California is home to many of the leading services using the cloud like Google, Flickr, Twitter, Netflix, and Apple. The cloud is the online space in which the future of exchange between users and services will be made possible and Californian innovators are leading the way. Whether or not users are aware that they’re utilizing the cloud when they log-in to read their mail or upload some photos, the cloud is becoming an integral part of how we all use and share information more freely and effectively.

Business Cloud Computing

Few businesses providing products and services today can abstain from maintaining an online presence or engaging in some form of e-commerce. To be competitive in the modern marketplace, enterprises, both large and small, have adopted online business solutions to reach consumers and deliver their products in a fast, efficient, and unencumbered manner. However, until recently the daunting costs; in terms of personnel, upstart and upgrade time, and capital; associated with software and hosting solutions have made those solutions as much of a challenge as an asset to the world of e-business.

The solution to these problems is cloud computing. Cloud computing is a new approach to providing businesses with the software and hosting services they need. The ‘cloud’ is a metaphor for the internet, and cloud computing relies on utilizing the internet for a business’ software needs. Traditionally, a business needed to buy or rent servers and software and employ a staff of IT professionals to maintain them.
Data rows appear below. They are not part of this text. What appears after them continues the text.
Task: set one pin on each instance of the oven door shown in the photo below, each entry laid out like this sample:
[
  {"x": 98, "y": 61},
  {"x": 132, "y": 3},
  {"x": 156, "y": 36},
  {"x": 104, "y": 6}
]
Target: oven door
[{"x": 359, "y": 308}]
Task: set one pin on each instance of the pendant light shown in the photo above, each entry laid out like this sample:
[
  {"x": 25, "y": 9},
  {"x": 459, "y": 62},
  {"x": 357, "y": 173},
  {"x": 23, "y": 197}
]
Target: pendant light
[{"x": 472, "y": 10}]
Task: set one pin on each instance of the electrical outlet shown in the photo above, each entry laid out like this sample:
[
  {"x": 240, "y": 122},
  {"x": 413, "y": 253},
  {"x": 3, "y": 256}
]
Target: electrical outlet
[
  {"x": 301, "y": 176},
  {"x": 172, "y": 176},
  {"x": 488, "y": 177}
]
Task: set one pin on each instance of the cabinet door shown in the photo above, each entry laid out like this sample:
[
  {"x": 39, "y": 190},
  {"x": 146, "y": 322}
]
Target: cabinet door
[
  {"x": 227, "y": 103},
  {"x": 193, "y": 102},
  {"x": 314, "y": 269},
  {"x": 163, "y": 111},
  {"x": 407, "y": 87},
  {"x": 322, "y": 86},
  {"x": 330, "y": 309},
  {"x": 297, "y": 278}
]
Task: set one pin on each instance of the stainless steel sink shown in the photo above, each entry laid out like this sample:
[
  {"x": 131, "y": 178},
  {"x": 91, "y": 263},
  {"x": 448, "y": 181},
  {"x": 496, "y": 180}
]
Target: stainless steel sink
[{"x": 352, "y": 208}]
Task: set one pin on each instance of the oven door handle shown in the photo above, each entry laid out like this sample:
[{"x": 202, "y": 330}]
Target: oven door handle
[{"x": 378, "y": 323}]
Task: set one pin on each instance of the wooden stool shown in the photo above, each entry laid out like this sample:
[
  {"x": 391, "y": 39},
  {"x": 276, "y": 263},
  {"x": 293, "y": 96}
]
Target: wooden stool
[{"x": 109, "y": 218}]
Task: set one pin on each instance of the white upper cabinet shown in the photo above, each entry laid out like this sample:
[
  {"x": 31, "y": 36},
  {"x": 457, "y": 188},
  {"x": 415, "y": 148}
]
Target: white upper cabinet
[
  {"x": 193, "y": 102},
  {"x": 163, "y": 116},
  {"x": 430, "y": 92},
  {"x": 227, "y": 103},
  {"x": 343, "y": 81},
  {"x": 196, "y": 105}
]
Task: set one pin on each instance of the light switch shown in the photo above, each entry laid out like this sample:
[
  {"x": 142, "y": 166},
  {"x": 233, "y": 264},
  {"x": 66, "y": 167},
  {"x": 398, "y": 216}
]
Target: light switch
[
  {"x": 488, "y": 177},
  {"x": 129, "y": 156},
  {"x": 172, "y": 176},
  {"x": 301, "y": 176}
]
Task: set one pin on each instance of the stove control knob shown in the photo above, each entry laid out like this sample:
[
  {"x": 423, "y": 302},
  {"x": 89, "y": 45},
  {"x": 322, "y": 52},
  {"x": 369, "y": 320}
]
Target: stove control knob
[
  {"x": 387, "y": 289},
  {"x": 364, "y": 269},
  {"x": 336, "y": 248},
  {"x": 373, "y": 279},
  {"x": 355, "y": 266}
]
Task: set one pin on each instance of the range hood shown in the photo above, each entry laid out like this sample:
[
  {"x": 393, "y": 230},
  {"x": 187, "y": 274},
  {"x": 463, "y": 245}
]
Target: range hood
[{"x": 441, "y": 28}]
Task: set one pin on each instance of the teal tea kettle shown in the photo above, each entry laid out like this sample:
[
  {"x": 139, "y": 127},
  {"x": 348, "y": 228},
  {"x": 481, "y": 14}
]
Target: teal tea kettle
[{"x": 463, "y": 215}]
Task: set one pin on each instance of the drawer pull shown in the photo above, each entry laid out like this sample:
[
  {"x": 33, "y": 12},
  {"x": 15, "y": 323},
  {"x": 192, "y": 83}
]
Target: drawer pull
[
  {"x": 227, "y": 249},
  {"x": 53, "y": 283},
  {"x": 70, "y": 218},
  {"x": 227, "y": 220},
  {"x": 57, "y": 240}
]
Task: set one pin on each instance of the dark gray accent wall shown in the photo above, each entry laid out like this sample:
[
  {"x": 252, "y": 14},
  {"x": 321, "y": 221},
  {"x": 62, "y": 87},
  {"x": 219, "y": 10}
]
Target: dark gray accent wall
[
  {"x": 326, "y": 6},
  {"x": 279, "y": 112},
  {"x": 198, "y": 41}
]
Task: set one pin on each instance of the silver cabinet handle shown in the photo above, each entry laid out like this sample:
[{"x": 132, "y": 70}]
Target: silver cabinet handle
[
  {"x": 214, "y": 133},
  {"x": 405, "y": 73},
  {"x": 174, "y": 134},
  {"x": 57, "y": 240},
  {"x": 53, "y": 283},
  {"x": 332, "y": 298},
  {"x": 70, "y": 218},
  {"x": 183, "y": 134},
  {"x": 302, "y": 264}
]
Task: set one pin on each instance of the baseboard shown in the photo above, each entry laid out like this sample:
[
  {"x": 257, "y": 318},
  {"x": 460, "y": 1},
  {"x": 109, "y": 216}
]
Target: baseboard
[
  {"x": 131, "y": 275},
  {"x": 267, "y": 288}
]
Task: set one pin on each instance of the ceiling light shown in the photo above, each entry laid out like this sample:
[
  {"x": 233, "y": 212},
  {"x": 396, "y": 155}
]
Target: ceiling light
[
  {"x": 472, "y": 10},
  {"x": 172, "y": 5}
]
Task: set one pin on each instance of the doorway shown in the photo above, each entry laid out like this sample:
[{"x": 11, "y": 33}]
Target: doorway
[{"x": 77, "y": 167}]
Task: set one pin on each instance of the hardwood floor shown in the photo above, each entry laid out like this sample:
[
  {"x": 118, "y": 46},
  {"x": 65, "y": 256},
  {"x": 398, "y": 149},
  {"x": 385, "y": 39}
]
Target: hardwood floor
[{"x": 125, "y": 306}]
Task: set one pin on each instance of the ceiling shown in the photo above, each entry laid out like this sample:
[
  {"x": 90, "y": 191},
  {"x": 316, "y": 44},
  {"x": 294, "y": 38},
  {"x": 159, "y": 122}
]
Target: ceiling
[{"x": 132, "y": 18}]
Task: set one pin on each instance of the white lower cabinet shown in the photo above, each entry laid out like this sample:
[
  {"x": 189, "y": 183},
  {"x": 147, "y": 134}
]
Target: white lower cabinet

This approach required significant capital, personnel, space, and equipment while lacking flexibility, efficiency, and ease of use.

Cloud computing is different; it allows businesses to interact with their hosting and software resources over the internet. This means that a business does not have to pay the high costs associated with buying and maintaining the software solutions they need. Those resources are pooled within the cloud to be used immediately when a business needs them. In cloud computing, a business simply interacts with and customizes the software they need via the internet or ‘cloud’. For this reason, cloud computing offers greatly diminished startup times and altogether eliminates startup costs. Instead of setting up a complicated system of software, businesses simply ‘plug in’ to the cloud’s existing services and pay a small, predictable subscription cost determined by their needs. In this way, cloud computing is similar to a utility- when you use more you pay more and vice versa. If using cloud computing is like using your energy meter at home, the traditional model of hosting would be akin to building and maintaining your own power plant.

Cloud computing offers further benefits compared to traditional software and hosting models. For example, scaling your needs is easy and instant with cloud computing. As an enterprise’s online business grows, the enterprise can simply pay more for the additional services they require. And, if a business requires less, they aren’t forced to pay for more than they need. Large and small businesses alike will benefit from the reduced cost, increased flexibility, and ease of use that cloud computing provides. Cloud computing will allow California’s businesses to compete in the digital marketplace without the traditional and often prohibitory costs associated with growing an online business. California is already home to many of the leaders in cloud computing such as Google and Salesforce and California’s rich, pioneering history of online business makes cloud computing an important development in the state’s continued advancement of e-business. Cloud computing will help lend an edge to California’s businesses and will provide tools that allow the state’s entrepreneurs and enterprises to grow and succeed unhindered.